23 jul Estratégia: 9 melhores práticas para gestão de projetos

Gerenciar o portfólio de tecnologia da informação se trata mais de processos e comportamento do que sobre ferramentas

 

Gestão de portfólio de projeto de TI (PPM, na sigla em inglês) pode ser complicado. Mas a implementação de um PPM prático, no tamanho certo para sua empresa, pode aumentar a credibilidade da TI e estimular eficácia geral. PPM é o conjunto de práticas e processos que a área de TI usa para priorizar seus projetos. Ele também define metodologias para rastreamento e gerenciamento de recursos, incluindo pessoal e investimento de capital.

Ferramentas, mesmo quando se trata de software interno, não são tão caras – dependendo do tamanho da empresa, é possível começar com menos de US$ 20 mil. Ferramentas de software como serviço, iniciando com US$ 50 por mês por usuário, também não é uma despesa tão grande. O preço em dólar não é uma barreira tão grande quanto a dificuldade de mudar a cultura corporativa e ter um orçamento por tempo limitado para tentar coisas novas. Para maximizar o esforço, aqui estão as nove melhores práticas.
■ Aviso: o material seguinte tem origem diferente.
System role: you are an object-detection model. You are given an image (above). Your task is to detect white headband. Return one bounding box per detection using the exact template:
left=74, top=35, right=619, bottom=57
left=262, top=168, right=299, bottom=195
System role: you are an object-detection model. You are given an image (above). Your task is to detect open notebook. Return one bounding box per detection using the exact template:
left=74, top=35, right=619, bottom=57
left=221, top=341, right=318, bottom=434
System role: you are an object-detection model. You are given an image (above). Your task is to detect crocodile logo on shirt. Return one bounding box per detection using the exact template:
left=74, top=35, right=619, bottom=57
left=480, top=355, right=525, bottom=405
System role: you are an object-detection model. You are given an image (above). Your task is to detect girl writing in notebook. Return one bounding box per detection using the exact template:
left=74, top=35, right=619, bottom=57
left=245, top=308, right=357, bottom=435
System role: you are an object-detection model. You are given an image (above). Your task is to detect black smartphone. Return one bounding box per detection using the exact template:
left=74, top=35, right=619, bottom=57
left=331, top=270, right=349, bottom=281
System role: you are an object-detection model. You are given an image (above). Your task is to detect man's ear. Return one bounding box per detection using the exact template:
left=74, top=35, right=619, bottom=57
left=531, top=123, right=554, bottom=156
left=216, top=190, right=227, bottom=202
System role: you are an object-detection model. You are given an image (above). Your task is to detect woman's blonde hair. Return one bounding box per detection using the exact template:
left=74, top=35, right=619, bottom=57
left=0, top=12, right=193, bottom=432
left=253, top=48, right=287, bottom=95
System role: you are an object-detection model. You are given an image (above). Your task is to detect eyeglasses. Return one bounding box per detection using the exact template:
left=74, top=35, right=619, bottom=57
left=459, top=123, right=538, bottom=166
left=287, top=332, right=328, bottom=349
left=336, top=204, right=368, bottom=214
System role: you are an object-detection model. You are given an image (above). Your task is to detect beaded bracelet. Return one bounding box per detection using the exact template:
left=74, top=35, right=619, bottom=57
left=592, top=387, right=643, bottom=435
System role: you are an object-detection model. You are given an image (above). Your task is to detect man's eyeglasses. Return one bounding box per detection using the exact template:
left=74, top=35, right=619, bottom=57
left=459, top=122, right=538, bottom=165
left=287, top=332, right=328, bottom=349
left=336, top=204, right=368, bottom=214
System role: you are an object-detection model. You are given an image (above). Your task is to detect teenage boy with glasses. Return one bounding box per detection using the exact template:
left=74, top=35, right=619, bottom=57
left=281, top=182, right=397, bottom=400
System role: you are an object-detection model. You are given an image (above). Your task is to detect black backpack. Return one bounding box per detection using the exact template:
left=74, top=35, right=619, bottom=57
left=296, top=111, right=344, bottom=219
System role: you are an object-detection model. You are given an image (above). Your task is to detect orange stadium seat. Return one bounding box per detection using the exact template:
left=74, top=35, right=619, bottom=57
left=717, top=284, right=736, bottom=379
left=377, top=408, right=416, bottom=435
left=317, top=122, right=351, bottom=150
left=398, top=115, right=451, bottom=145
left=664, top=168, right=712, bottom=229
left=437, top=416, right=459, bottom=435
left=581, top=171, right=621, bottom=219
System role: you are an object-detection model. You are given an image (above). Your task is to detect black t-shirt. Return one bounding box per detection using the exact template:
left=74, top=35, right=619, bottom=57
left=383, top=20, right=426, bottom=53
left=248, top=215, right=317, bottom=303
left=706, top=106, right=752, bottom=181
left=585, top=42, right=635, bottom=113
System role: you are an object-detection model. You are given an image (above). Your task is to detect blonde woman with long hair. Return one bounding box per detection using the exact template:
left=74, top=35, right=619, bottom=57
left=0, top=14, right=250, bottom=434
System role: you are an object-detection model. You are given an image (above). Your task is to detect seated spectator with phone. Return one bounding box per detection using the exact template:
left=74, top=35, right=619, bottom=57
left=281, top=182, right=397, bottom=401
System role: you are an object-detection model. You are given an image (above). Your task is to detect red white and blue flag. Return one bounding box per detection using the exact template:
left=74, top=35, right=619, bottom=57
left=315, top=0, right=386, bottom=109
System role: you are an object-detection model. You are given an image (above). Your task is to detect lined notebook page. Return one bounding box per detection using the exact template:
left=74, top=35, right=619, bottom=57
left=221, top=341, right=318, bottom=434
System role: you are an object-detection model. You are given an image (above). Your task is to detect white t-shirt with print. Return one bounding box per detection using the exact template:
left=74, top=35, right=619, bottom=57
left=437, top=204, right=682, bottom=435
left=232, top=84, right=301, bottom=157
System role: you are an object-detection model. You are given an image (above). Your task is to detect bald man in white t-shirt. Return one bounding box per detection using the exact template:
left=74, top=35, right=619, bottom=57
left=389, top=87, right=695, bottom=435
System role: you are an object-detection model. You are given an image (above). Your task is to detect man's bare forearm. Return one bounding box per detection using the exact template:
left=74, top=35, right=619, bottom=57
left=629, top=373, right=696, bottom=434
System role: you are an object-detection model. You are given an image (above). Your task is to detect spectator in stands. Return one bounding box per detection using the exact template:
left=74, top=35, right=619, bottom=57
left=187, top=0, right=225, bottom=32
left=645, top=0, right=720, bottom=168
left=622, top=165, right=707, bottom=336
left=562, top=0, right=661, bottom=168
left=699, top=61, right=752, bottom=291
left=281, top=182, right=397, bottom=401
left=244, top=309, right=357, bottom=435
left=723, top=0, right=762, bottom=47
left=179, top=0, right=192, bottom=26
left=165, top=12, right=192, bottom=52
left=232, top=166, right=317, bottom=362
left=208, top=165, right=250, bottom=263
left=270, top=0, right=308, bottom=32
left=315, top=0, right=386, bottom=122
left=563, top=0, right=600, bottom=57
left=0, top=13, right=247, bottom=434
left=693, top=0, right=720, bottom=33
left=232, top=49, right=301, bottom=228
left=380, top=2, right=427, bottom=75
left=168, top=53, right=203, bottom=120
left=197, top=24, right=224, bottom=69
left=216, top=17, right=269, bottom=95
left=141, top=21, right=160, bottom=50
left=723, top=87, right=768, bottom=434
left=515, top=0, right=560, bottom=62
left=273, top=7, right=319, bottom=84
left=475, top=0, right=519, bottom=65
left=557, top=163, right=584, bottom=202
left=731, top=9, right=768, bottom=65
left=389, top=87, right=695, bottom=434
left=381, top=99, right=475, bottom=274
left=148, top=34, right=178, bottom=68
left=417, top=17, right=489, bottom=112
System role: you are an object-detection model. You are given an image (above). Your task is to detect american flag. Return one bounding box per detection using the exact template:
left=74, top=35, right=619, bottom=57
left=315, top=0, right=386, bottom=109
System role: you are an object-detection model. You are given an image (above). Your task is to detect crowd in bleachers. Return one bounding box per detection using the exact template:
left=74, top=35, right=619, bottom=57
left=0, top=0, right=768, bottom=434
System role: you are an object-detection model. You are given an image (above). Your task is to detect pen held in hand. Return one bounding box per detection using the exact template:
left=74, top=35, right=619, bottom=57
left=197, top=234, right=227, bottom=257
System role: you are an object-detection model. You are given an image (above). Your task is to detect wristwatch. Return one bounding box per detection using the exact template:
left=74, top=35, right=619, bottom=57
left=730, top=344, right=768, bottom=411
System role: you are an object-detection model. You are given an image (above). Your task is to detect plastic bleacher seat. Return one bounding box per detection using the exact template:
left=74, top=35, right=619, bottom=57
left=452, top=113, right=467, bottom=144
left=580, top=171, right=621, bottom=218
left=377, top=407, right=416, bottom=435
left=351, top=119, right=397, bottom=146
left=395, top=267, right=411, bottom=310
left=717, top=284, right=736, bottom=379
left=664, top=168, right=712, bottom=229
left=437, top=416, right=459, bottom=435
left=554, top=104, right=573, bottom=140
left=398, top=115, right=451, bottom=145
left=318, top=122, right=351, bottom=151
1. Decida qual problema quer resolver e como reconhecer quando estiver resolvido

PPM é complexo e pode sugar tempo e dinheiro. Pode deixar as pessoas irritadas com você, porque você está tentando mudar seus hábitos de trabalho. Por que seus funcionários te apoiariam se eles não recebem nada em troca? Aquele pote de ouro no final do arco-íris é sua grande motivação, e deve ser a de seus colegas, para superar as dores de cabeça proporcionadas. E, como em qualquer iniciativa, se você sabe qual é o objetivo final, é possível medir o quão perto se está desse objetivo.

2. Ajuste sua governança de PPM às raízes do problema ou à abordagem de cima para baixo

Os puristas (geralmente aqueles que vendem serviços e ferramentas de consultoria) te dirão que suas chances de sucesso serão mais altas se a iniciativa vier diretamente do CEO e quando todos os projetos corporativos – não apenas os de TI – estiverem sob os cuidados de um gerente de projetos. É claro que o ideal é que as avaliações do CEO derrubem algumas barreiras por você, mas no espírito de escolher as prioridades, sugerimos que o problema que você está tentando resolver não tenha chegado nele ainda.

A abordagem de resolver o problema pela raíz pode dar certo, mas com algumas interrupções. Seus objetivos devem ser bem modestos. Não tem problema, porque é mais fácil manter poucos objetivos de PPM por vez. Mas tome cuidado se você tiver objetivos mais ambiciosos, especialmente se estiver querendo empurrar PPM para todos os projetos, não só os de TI.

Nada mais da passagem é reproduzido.